2. The adhesive composition according to claim 1, wherein the tackifying resin (A2) comprises a rosin-based resin having a softening point of 150°C or higher.
3. The adhesive composition according to claim 1 or 2, wherein the content of the phenolic tackifying resin is less than 1 part by weight per 100 parts by weight of the block copolymer.
4. The adhesive composition according to claim 1 or 2, wherein the block copolymer is a styrene-based block copolymer.
5. The adhesive composition according to claim 1 or 2, wherein the block copolymer is a styrene-isoprene block copolymer.
6. The adhesive composition according to claim 4, wherein the styrene content of the styrene-based block copolymer is 10 to 22% by weight.
7. An adhesive sheet having an adhesive layer formed from the adhesive composition according to claim 1 or 2.
8. An adhesive sheet having an adhesive layer, The adhesive layer contains a block copolymer of a monovinyl-substituted aromatic compound and a conjugated diene compound, a tackifying resin, and a softening agent.
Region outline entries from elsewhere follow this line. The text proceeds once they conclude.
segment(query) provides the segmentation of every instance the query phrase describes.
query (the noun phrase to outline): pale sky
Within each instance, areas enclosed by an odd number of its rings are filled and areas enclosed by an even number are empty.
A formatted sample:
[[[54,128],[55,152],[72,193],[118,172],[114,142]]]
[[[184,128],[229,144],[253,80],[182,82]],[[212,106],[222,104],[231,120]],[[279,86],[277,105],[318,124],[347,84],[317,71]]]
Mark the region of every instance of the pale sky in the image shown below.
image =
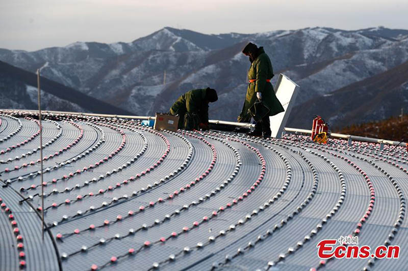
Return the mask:
[[[0,48],[129,42],[165,26],[205,34],[408,29],[407,0],[0,0]]]

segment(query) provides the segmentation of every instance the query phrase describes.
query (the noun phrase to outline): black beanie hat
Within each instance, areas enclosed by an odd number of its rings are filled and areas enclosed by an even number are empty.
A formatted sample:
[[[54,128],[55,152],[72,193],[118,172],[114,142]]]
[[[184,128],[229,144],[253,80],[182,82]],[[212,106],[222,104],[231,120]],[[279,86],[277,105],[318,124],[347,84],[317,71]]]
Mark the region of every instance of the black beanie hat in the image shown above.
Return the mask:
[[[244,54],[248,54],[249,53],[256,51],[258,48],[258,47],[257,46],[257,45],[251,42],[250,42],[246,45],[243,49],[242,49],[242,53]]]
[[[218,96],[215,89],[210,87],[206,88],[206,100],[208,100],[210,103],[214,103],[218,100]]]

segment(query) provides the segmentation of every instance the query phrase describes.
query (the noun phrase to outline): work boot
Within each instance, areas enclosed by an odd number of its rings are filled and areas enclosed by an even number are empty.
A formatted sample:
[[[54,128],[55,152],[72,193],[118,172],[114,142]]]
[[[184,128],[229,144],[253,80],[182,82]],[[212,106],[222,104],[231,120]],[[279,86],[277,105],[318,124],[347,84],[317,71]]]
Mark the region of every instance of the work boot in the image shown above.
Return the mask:
[[[252,132],[247,133],[246,135],[249,136],[262,136],[262,132],[254,130]]]
[[[262,133],[262,137],[263,137],[264,139],[267,139],[271,137],[271,134],[272,134],[271,132],[264,132]]]

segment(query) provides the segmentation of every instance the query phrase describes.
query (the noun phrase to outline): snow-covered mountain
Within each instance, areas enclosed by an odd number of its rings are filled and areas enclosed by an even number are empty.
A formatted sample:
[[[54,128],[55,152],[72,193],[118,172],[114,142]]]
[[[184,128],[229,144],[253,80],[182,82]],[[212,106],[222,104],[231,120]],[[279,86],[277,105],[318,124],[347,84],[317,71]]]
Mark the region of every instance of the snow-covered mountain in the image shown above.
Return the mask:
[[[43,76],[137,115],[167,111],[181,94],[211,86],[220,99],[211,105],[210,117],[234,121],[247,86],[249,62],[241,51],[249,41],[264,47],[275,74],[299,84],[298,105],[408,61],[408,31],[382,27],[220,35],[165,27],[128,43],[0,49],[0,60],[31,72],[47,62]]]

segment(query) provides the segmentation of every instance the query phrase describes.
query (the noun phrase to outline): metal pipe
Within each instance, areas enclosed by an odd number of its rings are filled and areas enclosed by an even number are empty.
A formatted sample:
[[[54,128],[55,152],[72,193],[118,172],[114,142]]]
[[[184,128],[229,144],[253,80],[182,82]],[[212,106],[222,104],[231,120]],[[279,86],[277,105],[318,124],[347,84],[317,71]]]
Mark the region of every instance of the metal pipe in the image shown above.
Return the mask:
[[[10,110],[10,109],[0,109],[0,110]],[[35,112],[35,110],[20,110],[20,111],[32,111]],[[156,119],[156,117],[154,116],[130,116],[128,115],[112,115],[112,114],[95,114],[93,113],[78,113],[76,112],[64,112],[64,111],[43,111],[45,113],[54,113],[54,114],[72,114],[72,115],[77,115],[80,116],[99,116],[99,117],[113,117],[113,118],[129,118],[132,119]],[[235,123],[233,122],[224,122],[223,121],[218,121],[215,119],[210,119],[209,122],[210,123],[214,124],[224,124],[226,125],[235,125],[236,126],[240,126],[241,127],[254,127],[255,126],[253,124],[251,124],[250,123]],[[297,129],[297,128],[291,128],[289,127],[285,127],[284,130],[286,132],[298,132],[298,133],[302,133],[303,134],[312,134],[312,131],[310,130],[306,130],[306,129]],[[353,136],[351,135],[344,135],[343,134],[338,134],[336,133],[332,133],[330,134],[330,136],[332,137],[336,137],[337,138],[344,138],[344,139],[349,139],[351,138],[352,140],[360,141],[366,141],[366,142],[370,142],[373,143],[382,143],[383,144],[387,144],[389,145],[405,145],[406,143],[403,142],[397,142],[397,141],[394,141],[392,140],[387,140],[386,139],[380,139],[378,138],[372,138],[370,137],[364,137],[363,136]]]
[[[298,133],[303,133],[304,134],[312,134],[312,130],[304,130],[304,129],[298,129],[296,128],[289,128],[287,127],[285,128],[285,131],[286,132],[292,132]],[[344,135],[343,134],[338,134],[336,133],[332,133],[330,134],[331,137],[336,137],[337,138],[344,138],[346,139],[351,139],[352,140],[356,140],[358,141],[365,141],[373,143],[379,143],[383,144],[387,144],[388,145],[404,145],[406,143],[403,142],[394,141],[392,140],[387,140],[386,139],[379,139],[378,138],[373,138],[371,137],[365,137],[364,136],[353,136],[351,135]]]
[[[38,121],[40,123],[40,160],[41,165],[41,220],[42,220],[42,240],[44,241],[44,184],[42,165],[42,125],[41,123],[41,92],[40,87],[40,69],[37,70],[37,85],[38,89]]]

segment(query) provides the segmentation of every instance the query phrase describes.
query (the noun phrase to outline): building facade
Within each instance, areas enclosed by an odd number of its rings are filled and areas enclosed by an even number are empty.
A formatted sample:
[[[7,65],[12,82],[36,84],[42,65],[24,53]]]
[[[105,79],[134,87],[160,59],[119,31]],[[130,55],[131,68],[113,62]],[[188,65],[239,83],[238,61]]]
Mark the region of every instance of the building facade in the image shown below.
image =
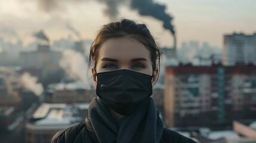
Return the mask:
[[[231,125],[256,118],[256,66],[166,67],[165,122],[169,126]]]
[[[246,35],[233,33],[224,36],[223,63],[256,63],[256,33]]]
[[[50,142],[56,132],[80,123],[88,115],[89,103],[43,103],[26,123],[26,142]]]

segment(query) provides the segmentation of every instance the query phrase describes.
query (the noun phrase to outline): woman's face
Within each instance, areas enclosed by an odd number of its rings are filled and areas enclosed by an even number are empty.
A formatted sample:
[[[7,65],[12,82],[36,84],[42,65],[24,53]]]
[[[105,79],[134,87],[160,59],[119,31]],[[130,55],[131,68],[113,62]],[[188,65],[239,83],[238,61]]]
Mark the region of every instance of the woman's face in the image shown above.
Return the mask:
[[[128,38],[111,38],[100,48],[97,73],[127,69],[152,76],[153,74],[150,52],[141,42]],[[97,84],[95,71],[92,70]],[[152,85],[155,83],[158,70],[154,71]]]

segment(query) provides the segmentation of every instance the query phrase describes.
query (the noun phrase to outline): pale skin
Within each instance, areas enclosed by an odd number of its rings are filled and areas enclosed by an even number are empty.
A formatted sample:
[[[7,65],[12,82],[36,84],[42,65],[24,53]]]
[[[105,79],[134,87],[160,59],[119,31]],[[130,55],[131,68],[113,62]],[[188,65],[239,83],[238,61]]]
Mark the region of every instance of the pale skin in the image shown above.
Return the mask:
[[[141,42],[124,37],[110,38],[105,41],[100,48],[98,57],[95,59],[97,73],[127,69],[152,76],[153,73],[150,52]],[[97,76],[94,68],[92,69],[93,79],[97,85]],[[155,84],[158,69],[153,71],[152,86]],[[117,120],[124,116],[110,109],[111,114]]]

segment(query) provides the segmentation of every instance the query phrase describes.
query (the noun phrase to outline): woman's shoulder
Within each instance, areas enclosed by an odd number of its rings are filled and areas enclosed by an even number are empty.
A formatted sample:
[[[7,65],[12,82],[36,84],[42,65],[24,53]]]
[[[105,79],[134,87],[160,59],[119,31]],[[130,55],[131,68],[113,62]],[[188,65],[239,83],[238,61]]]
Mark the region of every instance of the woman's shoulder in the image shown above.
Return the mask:
[[[193,140],[165,128],[164,129],[161,142],[196,143]]]
[[[86,130],[85,123],[79,123],[69,128],[64,130],[57,132],[51,139],[51,143],[73,142],[75,139],[79,138],[78,136],[82,136]]]

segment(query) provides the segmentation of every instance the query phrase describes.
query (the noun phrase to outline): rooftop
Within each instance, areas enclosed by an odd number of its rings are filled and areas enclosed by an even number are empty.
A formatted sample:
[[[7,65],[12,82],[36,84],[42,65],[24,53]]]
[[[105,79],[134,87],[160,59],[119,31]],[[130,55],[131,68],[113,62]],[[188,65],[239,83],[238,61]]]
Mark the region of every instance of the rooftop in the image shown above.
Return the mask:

The tackifying resin is A natural tackifying resin (A) having a softening point exceeding 80°C and not containing aromatic rings, A petroleum-based tackifying resin (B) having a softening point exceeding 100°C and containing an aromatic ring, Includes, The tackifying resin (A) includes a terpene resin as the tackifying resin (A1) and a rosin-based resin as the tackifying resin (A2). The content of the softening agent in the adhesive layer is 5 to 40 parts by weight per 100 parts by weight of the block copolymer. The content of the phenolic tackifying resin in the adhesive layer is less than 1 part by weight per 100 parts by weight of the block copolymer. Here, the adhesive sheet has the following characteristics: The adhesive strength to the flexible polyurethane foam, measured under conditions of 23°C, 50% RH, tensile speed of 300 mm / min, and peel angle of 180 degrees, is 3 N / 10 mm or more; and In a holding strength test on a stainless steel plate measured under the conditions of a temperature of 70°C, a bonding area of 10 mm x 30 mm, a load of 500 g, and a holding time of 1 hour, the object does not fall off; An adhesive sheet that satisfies the requirements.